Extract Mutation Signatures

Every cancer, as it progresses leaves a signature characterised by specific pattern of nucleotide substitutions. Alexandrov et.al have shown such signatures, derived from over 7000 cancer samples. Such signatures can be extracted by decomposiong matrix of nucleotide substitutions, classified into 96 substitution classes based on immediate bases sorrouding the mutated base. Extracted signatures can also be compared to those 21 validated signatures6.

ExtractSignatures uses nmf from NMF package to decompose the matrix and extract signatures7. NOTE: Reading fasta file is memory consuming and it occupies ~3gb of memory while extracting adjacent bases from human genome.

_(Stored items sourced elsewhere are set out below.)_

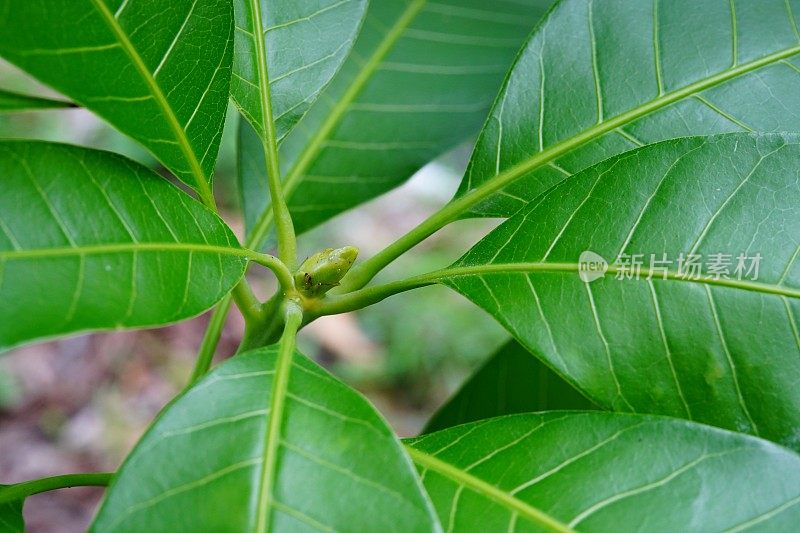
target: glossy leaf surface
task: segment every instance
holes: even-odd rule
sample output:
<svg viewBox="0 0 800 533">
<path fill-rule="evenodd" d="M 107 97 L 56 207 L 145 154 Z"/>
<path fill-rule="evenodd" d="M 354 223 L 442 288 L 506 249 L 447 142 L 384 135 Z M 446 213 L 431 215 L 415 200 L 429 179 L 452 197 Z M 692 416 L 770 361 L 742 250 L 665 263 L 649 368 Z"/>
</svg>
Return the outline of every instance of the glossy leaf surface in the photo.
<svg viewBox="0 0 800 533">
<path fill-rule="evenodd" d="M 425 424 L 425 433 L 515 413 L 593 409 L 592 402 L 511 340 L 475 371 Z"/>
<path fill-rule="evenodd" d="M 507 186 L 468 214 L 510 216 L 642 144 L 800 131 L 798 20 L 798 0 L 562 0 L 517 59 L 459 194 Z"/>
<path fill-rule="evenodd" d="M 264 137 L 262 92 L 268 88 L 281 140 L 347 57 L 367 0 L 236 0 L 234 6 L 231 95 Z"/>
<path fill-rule="evenodd" d="M 242 276 L 217 215 L 121 156 L 4 141 L 0 181 L 0 349 L 188 318 Z"/>
<path fill-rule="evenodd" d="M 800 448 L 798 161 L 771 134 L 628 152 L 531 202 L 446 283 L 601 407 Z M 608 265 L 590 283 L 586 251 Z"/>
<path fill-rule="evenodd" d="M 210 198 L 228 104 L 230 0 L 6 3 L 0 56 L 108 120 Z"/>
<path fill-rule="evenodd" d="M 94 530 L 253 531 L 259 518 L 271 531 L 435 529 L 383 419 L 300 354 L 282 391 L 277 471 L 265 477 L 275 355 L 237 356 L 169 405 L 119 471 Z M 263 507 L 266 478 L 274 499 Z"/>
<path fill-rule="evenodd" d="M 351 55 L 281 147 L 295 228 L 307 230 L 394 188 L 477 132 L 549 4 L 371 2 Z M 240 179 L 252 230 L 269 195 L 258 137 L 246 124 L 240 137 L 240 158 L 250 161 Z"/>
<path fill-rule="evenodd" d="M 800 457 L 684 420 L 512 415 L 410 445 L 448 531 L 785 531 L 800 521 Z"/>
</svg>

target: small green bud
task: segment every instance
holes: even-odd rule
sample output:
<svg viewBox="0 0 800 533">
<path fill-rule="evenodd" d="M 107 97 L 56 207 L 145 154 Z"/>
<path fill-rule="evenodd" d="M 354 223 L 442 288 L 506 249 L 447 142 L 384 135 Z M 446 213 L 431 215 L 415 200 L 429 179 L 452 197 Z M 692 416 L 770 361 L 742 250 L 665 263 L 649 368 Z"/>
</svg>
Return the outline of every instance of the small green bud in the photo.
<svg viewBox="0 0 800 533">
<path fill-rule="evenodd" d="M 325 248 L 308 257 L 297 272 L 294 284 L 305 296 L 319 297 L 339 285 L 339 281 L 353 266 L 358 257 L 358 248 Z"/>
</svg>

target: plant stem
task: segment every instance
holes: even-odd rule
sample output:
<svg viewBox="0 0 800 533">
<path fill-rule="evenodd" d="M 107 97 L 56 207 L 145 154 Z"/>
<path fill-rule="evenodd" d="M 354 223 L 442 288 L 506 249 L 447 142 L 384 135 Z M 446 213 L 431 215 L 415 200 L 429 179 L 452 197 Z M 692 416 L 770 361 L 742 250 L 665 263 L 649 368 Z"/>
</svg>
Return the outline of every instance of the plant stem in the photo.
<svg viewBox="0 0 800 533">
<path fill-rule="evenodd" d="M 246 250 L 246 256 L 251 261 L 272 270 L 284 294 L 293 290 L 294 280 L 292 279 L 292 273 L 289 272 L 289 269 L 286 268 L 286 265 L 284 265 L 280 259 L 269 254 L 253 252 L 252 250 Z M 222 335 L 222 328 L 225 325 L 225 319 L 228 317 L 232 299 L 236 300 L 236 305 L 242 312 L 242 316 L 244 316 L 248 327 L 252 327 L 252 324 L 264 323 L 266 319 L 269 318 L 264 316 L 264 307 L 256 299 L 247 282 L 242 279 L 242 281 L 233 288 L 233 291 L 225 296 L 225 298 L 217 304 L 217 307 L 214 308 L 205 335 L 203 336 L 203 341 L 200 344 L 197 361 L 195 362 L 194 370 L 192 370 L 192 375 L 189 378 L 188 387 L 194 385 L 197 380 L 203 377 L 208 372 L 208 369 L 211 368 L 211 362 L 214 360 L 214 353 L 217 350 L 217 344 Z"/>
<path fill-rule="evenodd" d="M 211 313 L 211 320 L 209 320 L 206 333 L 203 335 L 203 342 L 200 344 L 200 351 L 197 354 L 197 361 L 194 364 L 194 370 L 192 370 L 187 388 L 197 383 L 197 380 L 206 375 L 208 369 L 211 368 L 214 353 L 217 351 L 217 344 L 222 336 L 222 327 L 225 325 L 225 319 L 228 317 L 228 311 L 231 308 L 231 299 L 232 294 L 225 296 L 214 308 L 214 312 Z"/>
<path fill-rule="evenodd" d="M 451 202 L 442 209 L 422 221 L 417 227 L 394 241 L 392 244 L 373 255 L 361 264 L 353 267 L 342 279 L 341 284 L 332 292 L 344 294 L 356 291 L 372 281 L 372 278 L 383 270 L 389 263 L 406 253 L 408 250 L 421 243 L 444 226 L 453 222 L 463 212 L 469 203 L 462 202 L 467 196 Z M 466 207 L 462 207 L 466 205 Z"/>
<path fill-rule="evenodd" d="M 429 274 L 422 274 L 413 278 L 393 281 L 384 285 L 375 285 L 373 287 L 366 287 L 357 291 L 349 292 L 342 295 L 329 294 L 325 298 L 318 300 L 318 303 L 309 306 L 306 309 L 306 320 L 308 322 L 315 320 L 321 316 L 338 315 L 340 313 L 347 313 L 363 309 L 364 307 L 376 304 L 381 300 L 394 296 L 401 292 L 410 291 L 420 287 L 433 285 L 441 277 L 443 277 L 443 270 L 437 270 Z"/>
<path fill-rule="evenodd" d="M 297 239 L 294 234 L 294 223 L 286 205 L 281 184 L 280 165 L 278 164 L 278 139 L 275 132 L 275 121 L 272 116 L 272 97 L 267 72 L 267 57 L 264 49 L 264 29 L 261 22 L 261 3 L 250 0 L 250 11 L 253 16 L 253 39 L 258 64 L 259 94 L 261 96 L 261 119 L 263 134 L 261 135 L 264 157 L 266 159 L 267 183 L 269 185 L 270 202 L 275 217 L 275 228 L 278 233 L 278 257 L 289 268 L 294 267 L 297 260 Z"/>
<path fill-rule="evenodd" d="M 27 498 L 33 494 L 69 487 L 105 487 L 111 482 L 114 472 L 93 472 L 85 474 L 64 474 L 25 481 L 0 488 L 0 503 Z"/>
<path fill-rule="evenodd" d="M 395 26 L 392 27 L 390 32 L 387 34 L 386 38 L 382 42 L 382 44 L 376 49 L 375 53 L 370 57 L 369 61 L 367 62 L 367 66 L 361 69 L 360 74 L 356 77 L 354 82 L 350 85 L 346 93 L 343 95 L 340 103 L 336 106 L 335 110 L 327 117 L 325 122 L 323 123 L 322 127 L 319 129 L 317 134 L 314 136 L 312 142 L 309 143 L 309 146 L 312 148 L 306 148 L 303 151 L 301 158 L 298 160 L 297 163 L 292 167 L 287 180 L 286 180 L 286 194 L 289 194 L 294 187 L 299 183 L 303 172 L 308 168 L 308 165 L 311 164 L 313 160 L 313 156 L 317 153 L 316 149 L 321 146 L 322 141 L 324 138 L 333 130 L 336 123 L 339 119 L 343 116 L 345 111 L 348 108 L 348 104 L 353 101 L 362 91 L 366 82 L 369 80 L 369 77 L 374 73 L 374 71 L 379 67 L 381 60 L 386 57 L 389 51 L 392 49 L 394 44 L 402 35 L 402 31 L 410 24 L 410 22 L 414 19 L 414 17 L 419 13 L 419 11 L 424 7 L 425 2 L 423 0 L 414 0 L 409 4 L 408 8 L 404 12 L 403 16 L 398 19 Z M 294 268 L 294 262 L 296 260 L 296 237 L 294 234 L 294 224 L 291 220 L 291 215 L 289 214 L 288 206 L 286 205 L 286 198 L 284 194 L 281 193 L 280 189 L 283 187 L 283 184 L 280 180 L 280 168 L 278 165 L 278 150 L 277 150 L 277 143 L 275 141 L 275 126 L 273 121 L 271 120 L 272 117 L 272 103 L 270 98 L 270 91 L 269 91 L 269 82 L 268 82 L 268 73 L 267 73 L 267 63 L 266 57 L 264 53 L 264 39 L 262 33 L 262 23 L 261 23 L 261 10 L 259 6 L 258 0 L 250 0 L 250 7 L 253 12 L 253 35 L 255 36 L 256 41 L 256 59 L 258 62 L 259 68 L 259 81 L 261 82 L 260 85 L 260 93 L 262 98 L 262 110 L 263 110 L 263 117 L 265 123 L 265 132 L 264 137 L 268 140 L 263 141 L 264 145 L 264 155 L 266 159 L 266 166 L 267 166 L 267 176 L 268 176 L 268 185 L 270 190 L 270 196 L 272 197 L 272 209 L 269 211 L 265 211 L 262 213 L 261 218 L 258 220 L 258 223 L 247 239 L 246 246 L 250 249 L 258 248 L 261 245 L 261 241 L 263 241 L 264 237 L 266 236 L 273 219 L 275 220 L 275 226 L 278 234 L 278 255 L 283 260 L 284 266 L 288 267 L 288 269 Z M 287 246 L 288 245 L 288 246 Z M 263 263 L 262 263 L 263 264 Z M 268 268 L 269 265 L 265 265 Z M 273 271 L 278 275 L 278 271 L 273 269 Z M 291 273 L 288 276 L 278 276 L 278 280 L 281 283 L 281 287 L 284 290 L 284 293 L 287 292 L 288 287 L 293 287 L 293 280 L 291 277 Z M 215 311 L 214 316 L 212 316 L 212 320 L 214 318 L 218 318 L 220 322 L 224 322 L 225 315 L 228 313 L 230 309 L 230 302 L 227 303 L 226 306 L 223 306 L 222 303 Z M 218 316 L 219 315 L 219 316 Z M 275 321 L 270 321 L 274 323 Z M 211 328 L 214 325 L 209 325 Z M 216 340 L 215 340 L 216 339 Z M 213 332 L 206 332 L 206 337 L 203 339 L 203 347 L 207 350 L 211 350 L 213 352 L 214 346 L 216 346 L 216 341 L 219 339 L 219 334 L 217 333 L 216 336 L 213 335 Z M 208 341 L 208 342 L 206 342 Z M 212 353 L 213 357 L 213 353 Z M 198 361 L 200 363 L 200 361 Z M 208 361 L 210 365 L 210 359 Z M 208 367 L 203 371 L 207 371 Z M 202 375 L 202 374 L 201 374 Z"/>
<path fill-rule="evenodd" d="M 297 330 L 303 322 L 303 311 L 293 300 L 285 302 L 285 326 L 283 335 L 278 341 L 278 359 L 275 362 L 275 377 L 269 402 L 269 425 L 264 435 L 264 462 L 261 470 L 261 483 L 258 494 L 258 513 L 256 531 L 266 531 L 269 521 L 269 510 L 272 507 L 272 493 L 275 485 L 275 471 L 278 462 L 278 446 L 280 444 L 281 426 L 283 425 L 283 408 L 286 391 L 289 387 L 289 374 L 296 344 Z"/>
<path fill-rule="evenodd" d="M 287 267 L 283 261 L 274 255 L 262 254 L 252 250 L 248 250 L 248 252 L 248 257 L 252 261 L 272 270 L 275 277 L 278 278 L 278 283 L 284 293 L 289 293 L 294 289 L 294 276 L 292 276 L 289 267 Z"/>
<path fill-rule="evenodd" d="M 231 290 L 233 301 L 242 313 L 245 321 L 258 320 L 261 314 L 261 302 L 258 301 L 256 295 L 253 294 L 253 289 L 247 283 L 245 278 L 242 278 Z"/>
<path fill-rule="evenodd" d="M 624 266 L 608 265 L 604 274 L 617 275 L 624 270 Z M 548 263 L 548 262 L 520 262 L 520 263 L 489 263 L 485 265 L 466 265 L 455 266 L 420 274 L 404 280 L 393 281 L 384 285 L 366 287 L 342 295 L 328 295 L 319 300 L 314 305 L 308 306 L 306 312 L 307 320 L 313 320 L 324 315 L 346 313 L 361 309 L 368 305 L 377 303 L 389 296 L 405 292 L 446 279 L 453 279 L 465 276 L 481 276 L 487 274 L 514 274 L 514 273 L 574 273 L 580 272 L 580 264 L 575 263 Z M 655 272 L 650 269 L 642 269 L 640 275 L 650 279 L 650 277 L 663 276 L 668 279 L 683 283 L 699 283 L 712 285 L 715 287 L 729 287 L 739 290 L 753 291 L 761 294 L 777 294 L 785 298 L 800 298 L 800 289 L 790 288 L 781 285 L 760 283 L 749 280 L 737 280 L 726 278 L 694 278 L 687 277 L 685 274 L 676 271 Z"/>
<path fill-rule="evenodd" d="M 284 317 L 280 312 L 284 298 L 286 296 L 278 292 L 262 304 L 261 318 L 245 325 L 244 337 L 239 344 L 238 352 L 246 352 L 278 342 L 284 326 Z"/>
</svg>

Trying this on TCGA Liver MAF file.

#Read MAF file
maf = "hgsc.bcm.edu_LIHC.IlluminaGA_DNASeq.1.somatic.maf"
lihc = read.maf(maf = maf, removeSilent = T, useAll = F)
#Extract adjacent bases from immediate 3' and 5', classify them into 96 conversion classes.
lihc.tnm = trinucleotideMatrix(maf = lihc, ref_genome = 'hg19.fa', prefix = 'chr', add = T, useSyn = T)
## reading fasta (this might take a while)..
## Extracting adjacent bases..
## matrix of dimension 198x96

# Decompose extracted matrix using Non-negative Matrix Factorization.
lihc.signatures = extractSignatures(mat = lihc.tnm)
## Estimating best rank..
## Using 2 as a best-fit rank based on maximum cophenetic correlation coefficient.
## Comparing against experimentally validated 21 signatures.. (See Alexandrov et.al Nature 2013 for details.)
## Found Signature_1 most similar to validated Signature_4. Correlation coeff: 0.547099730968907 
## Found Signature_2 most similar to validated Signature_12. Correlation coeff: 0.647694192108207 

Signature_2 which corelates will validated Signature_12 was observed in Liver samples characterised by T>C mutations showing transcriptional strand bias8.

image9

Other functions

For full documentation please refer to vignette.

####References.

  1. Cancer Genome Atlas Research, N., Genomic and epigenomic landscapes of adult de novo acute myeloid leukemia. N Engl J Med, 2013. 368(22): p. 2059-74.
  2. Tamborero, D., A. Gonzalez-Perez, and N. Lopez-Bigas, OncodriveCLUST: exploiting the positional clustering of somatic mutations to identify cancer genes. Bioinformatics, 2013. 29(18): p. 2238-44.
  3. Dees, N.D., et al., MuSiC: identifying mutational significance in cancer genomes. Genome Res, 2012. 22(8): p. 1589-98.
  4. Ramos, A.H., et al., Oncotator: cancer variant annotation tool. Hum Mutat, 2015. 36(4): p. E2423-9.
  5. Leiserson, M.D., et al., CoMEt: a statistical approach to identify combinations of mutually exclusive alterations in cancer. Genome Biol, 2015. 16: p. 160.
  6. Alexandrov, L.B., et al., Signatures of mutational processes in human cancer. Nature, 2013. 500(7463): p. 415-21.
  7. Gaujoux, R. and C. Seoighe, A flexible R package for nonnegative matrix factorization. BMC Bioinformatics, 2010. 11: p. 367.